Io non sono così critico sugli obiettivi raggiunti/ mancati. Anzi.
Penso che il naturale empasse attraversato (e poi superato) dopo che
David ha dovuto andarsene, abbia evidenziato un aspetto della
discussione che fin'ora era rimasto abbastanza taciuto: la trappola
della "prefigurazione". E ciò è stato utile. Mi sembra infatti che
incontrarsi per "parlare della Singolarità" possa apparire
contraddittorio: come parlare di una cosa che per sua stessa
definizione, quando accadrà, se accadrà, non sarà possibile
comprendere e forse neppure, avvedersene? Ecco la trappola: cercare di
immaginare come sarà l'accadimento della Singolarità può rivelarsi,
seppur molto divertente e affascinante, profondamente fuorviante. La
discussione infatti, dovrebbe essere su quali possano essere le
strategie per avvicinarsi all'evento.
Strategie, passi, decisioni, sviluppi di conoscenza, attività per
giungere alla Singolarità coscientemente e con Responsabilità.
Allora si scopre che la domanda "come sarà, che forma avrà la
Singolarità", non ha risposta (se non nel campo delle ipotesi), mentre
invece le domande "come possiamo prepararci alla Singolarità" e "come
predisporre le cose in modo che la Singolarità non sia la fine
dell'Uomo" trovano spazio per una discussione proficua.

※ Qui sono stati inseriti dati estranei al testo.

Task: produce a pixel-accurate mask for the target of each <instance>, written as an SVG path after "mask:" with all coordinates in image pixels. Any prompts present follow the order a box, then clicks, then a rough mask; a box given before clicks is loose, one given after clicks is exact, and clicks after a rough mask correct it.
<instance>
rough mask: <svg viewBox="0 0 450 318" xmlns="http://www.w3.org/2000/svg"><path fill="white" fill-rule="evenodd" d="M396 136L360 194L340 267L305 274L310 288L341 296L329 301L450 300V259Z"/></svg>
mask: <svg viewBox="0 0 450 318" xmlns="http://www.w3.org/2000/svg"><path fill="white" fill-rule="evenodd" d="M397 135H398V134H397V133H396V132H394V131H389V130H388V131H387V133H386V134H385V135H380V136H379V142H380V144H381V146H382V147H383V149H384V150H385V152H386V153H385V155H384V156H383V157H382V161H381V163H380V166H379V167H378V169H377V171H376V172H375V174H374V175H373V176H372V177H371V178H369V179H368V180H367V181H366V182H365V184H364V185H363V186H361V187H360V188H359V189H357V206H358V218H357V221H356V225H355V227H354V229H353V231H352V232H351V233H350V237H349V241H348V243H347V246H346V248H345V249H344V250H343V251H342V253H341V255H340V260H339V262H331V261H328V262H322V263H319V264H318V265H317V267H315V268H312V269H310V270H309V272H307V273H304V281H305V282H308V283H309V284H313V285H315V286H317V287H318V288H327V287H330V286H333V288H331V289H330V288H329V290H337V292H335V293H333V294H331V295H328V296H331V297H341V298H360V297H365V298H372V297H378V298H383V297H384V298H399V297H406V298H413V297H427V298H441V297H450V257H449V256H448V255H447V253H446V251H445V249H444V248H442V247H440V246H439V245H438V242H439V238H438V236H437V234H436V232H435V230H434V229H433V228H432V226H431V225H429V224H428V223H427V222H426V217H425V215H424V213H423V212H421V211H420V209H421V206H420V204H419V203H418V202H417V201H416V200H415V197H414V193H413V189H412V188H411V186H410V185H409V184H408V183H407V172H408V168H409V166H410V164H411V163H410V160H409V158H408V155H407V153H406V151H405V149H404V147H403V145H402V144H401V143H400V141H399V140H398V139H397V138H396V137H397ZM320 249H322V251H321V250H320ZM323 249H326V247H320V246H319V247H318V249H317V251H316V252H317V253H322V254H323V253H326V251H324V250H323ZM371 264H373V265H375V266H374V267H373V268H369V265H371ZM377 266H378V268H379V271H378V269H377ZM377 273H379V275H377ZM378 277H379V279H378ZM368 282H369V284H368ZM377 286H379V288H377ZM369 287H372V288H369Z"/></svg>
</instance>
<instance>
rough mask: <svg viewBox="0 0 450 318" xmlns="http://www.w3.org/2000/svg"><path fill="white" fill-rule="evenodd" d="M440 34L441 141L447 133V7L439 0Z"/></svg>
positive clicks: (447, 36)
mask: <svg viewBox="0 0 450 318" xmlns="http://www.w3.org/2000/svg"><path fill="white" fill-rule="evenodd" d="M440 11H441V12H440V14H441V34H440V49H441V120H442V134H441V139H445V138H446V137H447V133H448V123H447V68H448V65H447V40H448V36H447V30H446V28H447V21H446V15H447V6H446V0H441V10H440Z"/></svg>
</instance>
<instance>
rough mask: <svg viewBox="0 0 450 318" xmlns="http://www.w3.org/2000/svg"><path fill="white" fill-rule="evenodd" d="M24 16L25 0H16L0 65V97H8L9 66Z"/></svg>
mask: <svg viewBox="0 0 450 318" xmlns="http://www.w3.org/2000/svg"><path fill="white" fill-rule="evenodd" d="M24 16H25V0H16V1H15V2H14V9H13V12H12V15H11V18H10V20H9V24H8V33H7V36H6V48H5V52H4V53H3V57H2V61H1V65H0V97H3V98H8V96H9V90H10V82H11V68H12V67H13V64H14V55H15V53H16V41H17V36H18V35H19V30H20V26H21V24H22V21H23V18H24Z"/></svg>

Trovo interessante constatare che l'atteggiamento che si può avere in
questo modo, è molto simile a quello che si può (e si dovrebbe) metter
in atto quando si discute delle nuove tecnologie e delle loro ricadute
sulla vita quotidiana di ciascuno di noi. Temi come OGM,
nanotecnologie, robotica, genetica... che in tempi brevissimi e
percepibilmente prossimi porteranno (e già stanno portando)
cambiamenti radicali nella nostra vita, non sono affrontabili se si
discute direttamente di rischi e portata futura (perché difficilmente
calcolabili o prevedibili), ma lo sono se si discute di metodologie
per la gestione e lo sviluppo non casuale delle stesse. Per una
governance responsabile del processo.
Di fronte a un succedersi degli eventi sempre più veloce, credo
necessario uno sforzo sempre crescente per "capire" il più possibile
quello che sta al di là della "superficie tecnica", quello che sta
scaturendo dal fare umano.
Per spiegarmi, traggo dalla mia esperienza di teatrante: imparare ad
andare sui trampoli è relativamente facile, si può fare in pochi
giorni. Capire il significato dell'andare sui trampoli, è un passaggio
che la gran parte dei trampolieri saltano, con il risultato di non
sapere cosa fanno e non conoscerne i meccanismi segreti e possibili.
Chiamo trampolisti coloro che conoscono questo livello "oltre la
tecnica", e a vederne camminare e agire uno lo si coglie al volo.